1

I have been trying to tune a neural net for some time now but unfortunately, I cannot get a good performance out of it. I have a time-series dataset and I am using RandomizedSearchCV for binary classification. My code is below. Any suggestions or help will be appreciated. One thing is that I am still trying to figure out how to incorporate is early stopping.

EDIT: Forgot to add that I am measuring the performance based on F1-macro metric and I cannot get a scoring higher that 0.68. Another thing that I noticed is that the more parameters I try to estimate at once (increase my grid), the worse my scoring is.

train_size = int(0.70*X.shape[0])
X_train, X_test, y_train, y_test = X[0:train_size], X[train_size:],y[0:train_size], y[train_size:]


from numpy.random import seed
seed(3)
from tensorflow import set_random_seed
set_random_seed(4)

from imblearn.pipeline import Pipeline

def create_model(activation_1='relu', activation_2='relu', 
                 neurons_input = 1, neurons_hidden_1=1,
                 optimizer='adam',
                 input_shape=(X_train.shape[1],)):

  model = Sequential()
  model.add(Dense(neurons_input, activation=activation_1, input_shape=input_shape, kernel_initializer='random_uniform'))
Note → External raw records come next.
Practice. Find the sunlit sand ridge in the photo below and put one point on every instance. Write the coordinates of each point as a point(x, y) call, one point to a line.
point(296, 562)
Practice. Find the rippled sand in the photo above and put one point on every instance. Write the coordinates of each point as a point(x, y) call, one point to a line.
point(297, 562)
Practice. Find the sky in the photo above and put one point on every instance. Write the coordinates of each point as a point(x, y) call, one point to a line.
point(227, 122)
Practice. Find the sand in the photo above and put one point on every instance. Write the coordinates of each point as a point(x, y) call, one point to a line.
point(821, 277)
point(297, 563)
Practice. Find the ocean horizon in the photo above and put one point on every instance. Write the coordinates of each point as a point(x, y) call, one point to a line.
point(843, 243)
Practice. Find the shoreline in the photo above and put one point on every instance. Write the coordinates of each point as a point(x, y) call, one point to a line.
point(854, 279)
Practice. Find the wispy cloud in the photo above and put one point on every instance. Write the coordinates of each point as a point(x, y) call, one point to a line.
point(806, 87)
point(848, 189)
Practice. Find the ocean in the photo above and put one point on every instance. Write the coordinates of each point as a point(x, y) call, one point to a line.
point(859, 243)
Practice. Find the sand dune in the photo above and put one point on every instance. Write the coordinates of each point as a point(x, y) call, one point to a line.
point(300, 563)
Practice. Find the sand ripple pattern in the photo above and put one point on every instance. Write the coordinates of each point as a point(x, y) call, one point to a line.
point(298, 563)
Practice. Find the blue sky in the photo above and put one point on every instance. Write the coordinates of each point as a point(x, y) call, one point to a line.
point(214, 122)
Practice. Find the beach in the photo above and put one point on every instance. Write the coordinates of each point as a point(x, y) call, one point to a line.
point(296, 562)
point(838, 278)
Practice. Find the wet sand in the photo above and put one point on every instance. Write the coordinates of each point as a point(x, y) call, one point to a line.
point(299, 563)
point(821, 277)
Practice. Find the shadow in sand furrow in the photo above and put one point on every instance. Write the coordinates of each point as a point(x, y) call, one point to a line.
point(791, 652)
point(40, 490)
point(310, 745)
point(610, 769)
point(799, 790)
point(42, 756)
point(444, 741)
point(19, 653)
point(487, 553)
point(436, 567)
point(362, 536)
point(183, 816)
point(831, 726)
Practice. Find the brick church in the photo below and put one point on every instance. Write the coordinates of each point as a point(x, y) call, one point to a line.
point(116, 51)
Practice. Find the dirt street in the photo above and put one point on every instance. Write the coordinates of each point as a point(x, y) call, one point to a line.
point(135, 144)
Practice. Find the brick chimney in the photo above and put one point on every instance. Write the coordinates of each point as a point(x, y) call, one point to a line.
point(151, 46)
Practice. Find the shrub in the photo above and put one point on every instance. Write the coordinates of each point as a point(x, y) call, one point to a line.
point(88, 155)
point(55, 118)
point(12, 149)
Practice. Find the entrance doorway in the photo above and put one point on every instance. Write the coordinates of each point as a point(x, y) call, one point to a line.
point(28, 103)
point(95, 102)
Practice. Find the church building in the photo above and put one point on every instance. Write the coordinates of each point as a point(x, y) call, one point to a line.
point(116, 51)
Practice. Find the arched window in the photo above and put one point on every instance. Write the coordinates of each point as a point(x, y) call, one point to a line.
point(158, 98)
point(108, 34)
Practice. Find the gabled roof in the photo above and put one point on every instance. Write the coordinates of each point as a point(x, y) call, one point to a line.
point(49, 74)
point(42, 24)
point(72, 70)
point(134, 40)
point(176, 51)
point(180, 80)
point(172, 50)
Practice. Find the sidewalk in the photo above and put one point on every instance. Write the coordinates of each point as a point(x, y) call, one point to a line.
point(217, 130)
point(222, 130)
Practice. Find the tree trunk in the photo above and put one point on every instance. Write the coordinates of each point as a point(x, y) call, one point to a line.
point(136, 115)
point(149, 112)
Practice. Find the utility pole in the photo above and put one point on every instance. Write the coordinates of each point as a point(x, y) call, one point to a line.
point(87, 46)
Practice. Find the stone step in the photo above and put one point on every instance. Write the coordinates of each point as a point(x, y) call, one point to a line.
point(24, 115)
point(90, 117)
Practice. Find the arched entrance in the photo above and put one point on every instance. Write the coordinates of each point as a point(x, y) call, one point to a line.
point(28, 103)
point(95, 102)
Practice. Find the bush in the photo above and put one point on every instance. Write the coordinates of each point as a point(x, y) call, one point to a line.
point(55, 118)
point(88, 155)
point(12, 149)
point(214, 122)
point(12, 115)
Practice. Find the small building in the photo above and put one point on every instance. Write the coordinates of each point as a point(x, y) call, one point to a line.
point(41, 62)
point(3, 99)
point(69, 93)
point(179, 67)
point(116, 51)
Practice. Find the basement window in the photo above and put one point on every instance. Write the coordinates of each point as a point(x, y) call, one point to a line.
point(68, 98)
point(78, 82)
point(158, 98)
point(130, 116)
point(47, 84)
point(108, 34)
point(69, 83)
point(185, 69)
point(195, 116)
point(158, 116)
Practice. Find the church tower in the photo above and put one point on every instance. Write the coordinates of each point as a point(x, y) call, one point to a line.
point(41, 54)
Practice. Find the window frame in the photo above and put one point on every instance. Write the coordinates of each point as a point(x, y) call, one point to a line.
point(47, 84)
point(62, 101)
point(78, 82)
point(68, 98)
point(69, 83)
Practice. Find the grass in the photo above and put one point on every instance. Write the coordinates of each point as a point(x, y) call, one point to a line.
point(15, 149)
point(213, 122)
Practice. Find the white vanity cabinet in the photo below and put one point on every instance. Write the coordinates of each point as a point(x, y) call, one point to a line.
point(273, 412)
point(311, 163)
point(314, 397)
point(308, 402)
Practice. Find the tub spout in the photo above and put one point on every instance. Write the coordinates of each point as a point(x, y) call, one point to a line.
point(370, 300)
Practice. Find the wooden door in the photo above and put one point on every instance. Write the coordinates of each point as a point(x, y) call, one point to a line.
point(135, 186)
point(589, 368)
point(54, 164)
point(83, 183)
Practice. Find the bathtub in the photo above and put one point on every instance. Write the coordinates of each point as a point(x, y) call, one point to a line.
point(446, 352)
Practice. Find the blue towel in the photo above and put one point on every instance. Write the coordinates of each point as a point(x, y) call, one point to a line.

  model.add(Dense(neurons_hidden_1, activation=activation_2, kernel_initializer='random_uniform'))


  model.add(Dense(2, activation='sigmoid'))

  model.compile (loss = 'sparse_categorical_crossentropy', optimizer=optimizer)
  return model


clf=KerasClassifier(build_fn=create_model, verbose=0)

param_grid = {
    'clf__neurons_input':[5, 10, 15, 20, 25, 30, 35],
    'clf__neurons_hidden_1':[5, 10, 15, 20, 25, 30, 35],
    'clf__optimizer': ['Adam', 'Adamax','Adadelta'],
    'clf__activation_1': ['softmax', 'softplus', 'softsign', 'relu', 'tanh', 'sigmoid', 'hard_sigmoid', 'linear'],
    'clf__activation_2': ['softmax', 'softplus', 'softsign', 'relu', 'tanh', 'sigmoid', 'hard_sigmoid', 'linear'],
    'clf__batch_size': [40,60,80,100]}


pipe = Pipeline([
    ('oversample', SMOTE(random_state=12)),
    ('clf', clf)
    ])

my_cv = TimeSeriesSplit(n_splits=5).split(X_train)

rs_keras = RandomizedSearchCV(pipe, param_grid, cv=my_cv, scoring='f1_macro', refit='f1_macro', verbose=3, n_jobs=1,random_state=42)
rs_keras.fit(X_train, y_train)

print("Best: %f using %s" % (rs_keras.best_score_, rs_keras.best_params_))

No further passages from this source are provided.